There’s no denying the harmful psychological effects of hair loss, i.e., low confidence, poor self-esteem, anxiety, depression, etc. Yet, not everyone dreads the shedding of hair follicles; some find it a freeing and welcome change. If you are experiencing hair loss or worrying about how your love of marijuana may affect your hair, you’re in luck!
Read this to learn the truth about marijuana and hair loss.
How Common Is Hair Loss?
Hair is a significant defining physical feature for many because it has an intricate connection to their personality. Hair actually has a bigger role in overall health and appearance than many people realize. It’s responsible for protecting different areas of the body from toxins and temperature irregularities.
Hair loss is incredibly common and, in many cases, normal. It can occur at any age and is not always due to a health or medical problem. It’s estimated that one out of every five adults will experience some degree of hair loss during their lifetime.
Thinning impacts up to 60% of the male population and starts around the age of 35. By the time they reach 50, up to 85% of them will have a significant amount of hair loss induced thinning due to androgenetic alopecia, common male pattern baldness, etc. Thinning and hair fall are increasingly common around the age of 40 in 40% of women and 80% by 85.
For example, to help protect the body from freezing, tiny hair strands all over the body become taunt and straight to help slow and prevent the loss of body heat. The hair follicles of the eyelashes and eyebrows help keep dirt, sweat, dust, and pathogens from getting into the eyes and body.
Many sadly give little thought to the importance of hair besides their appearances until they experience hair thinning or balding.
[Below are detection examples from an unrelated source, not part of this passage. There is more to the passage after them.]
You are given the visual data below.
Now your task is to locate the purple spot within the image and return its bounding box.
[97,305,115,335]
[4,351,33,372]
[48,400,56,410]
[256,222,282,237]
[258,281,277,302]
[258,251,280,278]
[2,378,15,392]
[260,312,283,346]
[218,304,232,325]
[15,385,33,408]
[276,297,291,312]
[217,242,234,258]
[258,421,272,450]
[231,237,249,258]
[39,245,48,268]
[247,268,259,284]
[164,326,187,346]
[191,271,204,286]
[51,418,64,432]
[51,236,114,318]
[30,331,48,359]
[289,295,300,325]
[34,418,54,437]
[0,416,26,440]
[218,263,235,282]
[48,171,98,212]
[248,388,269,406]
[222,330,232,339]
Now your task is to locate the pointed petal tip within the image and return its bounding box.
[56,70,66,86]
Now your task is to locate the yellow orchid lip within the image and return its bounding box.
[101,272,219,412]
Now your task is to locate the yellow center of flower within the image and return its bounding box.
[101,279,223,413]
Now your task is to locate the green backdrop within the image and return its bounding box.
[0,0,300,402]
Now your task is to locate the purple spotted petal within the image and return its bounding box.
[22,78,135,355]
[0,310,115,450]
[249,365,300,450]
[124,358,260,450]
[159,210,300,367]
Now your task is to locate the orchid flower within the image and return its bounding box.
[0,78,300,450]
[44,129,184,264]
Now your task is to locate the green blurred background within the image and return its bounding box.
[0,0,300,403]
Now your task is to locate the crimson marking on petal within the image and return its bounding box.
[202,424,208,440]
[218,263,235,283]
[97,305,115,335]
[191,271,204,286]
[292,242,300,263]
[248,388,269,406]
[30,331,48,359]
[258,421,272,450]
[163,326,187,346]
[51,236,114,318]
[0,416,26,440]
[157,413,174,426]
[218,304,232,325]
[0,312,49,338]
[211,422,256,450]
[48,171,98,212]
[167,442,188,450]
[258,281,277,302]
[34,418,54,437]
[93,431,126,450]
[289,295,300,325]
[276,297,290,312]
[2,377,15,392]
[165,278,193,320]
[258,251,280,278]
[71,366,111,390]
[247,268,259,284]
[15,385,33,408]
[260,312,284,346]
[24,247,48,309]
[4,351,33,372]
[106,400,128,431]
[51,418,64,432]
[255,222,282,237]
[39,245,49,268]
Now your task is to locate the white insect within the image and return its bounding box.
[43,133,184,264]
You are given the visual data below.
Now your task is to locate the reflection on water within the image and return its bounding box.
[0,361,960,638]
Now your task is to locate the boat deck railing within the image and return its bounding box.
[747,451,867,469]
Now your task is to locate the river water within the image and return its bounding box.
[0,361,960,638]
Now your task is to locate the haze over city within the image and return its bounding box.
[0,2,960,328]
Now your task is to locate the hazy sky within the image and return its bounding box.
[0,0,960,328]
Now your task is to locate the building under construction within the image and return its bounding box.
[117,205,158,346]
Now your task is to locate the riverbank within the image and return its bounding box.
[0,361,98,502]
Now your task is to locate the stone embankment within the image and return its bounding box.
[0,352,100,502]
While the most common reactions surrounding hair loss includes using hair weaves, wigs, and supplements to manage it, these measures do little to address the root cause. Without a formal medical evaluation of the scalp and overall health, hair loss can lead to balding and become permanent.
Hair Growth and Development
Hair follicles first appear on the body around the 14th week of pregnancy. Still, it isn’t until around the 20th week of pregnancy that tiny hairs appear on the face, primarily the lips, chin, and eyebrows. Once formed, hair follicles continue to increase in size and become functional.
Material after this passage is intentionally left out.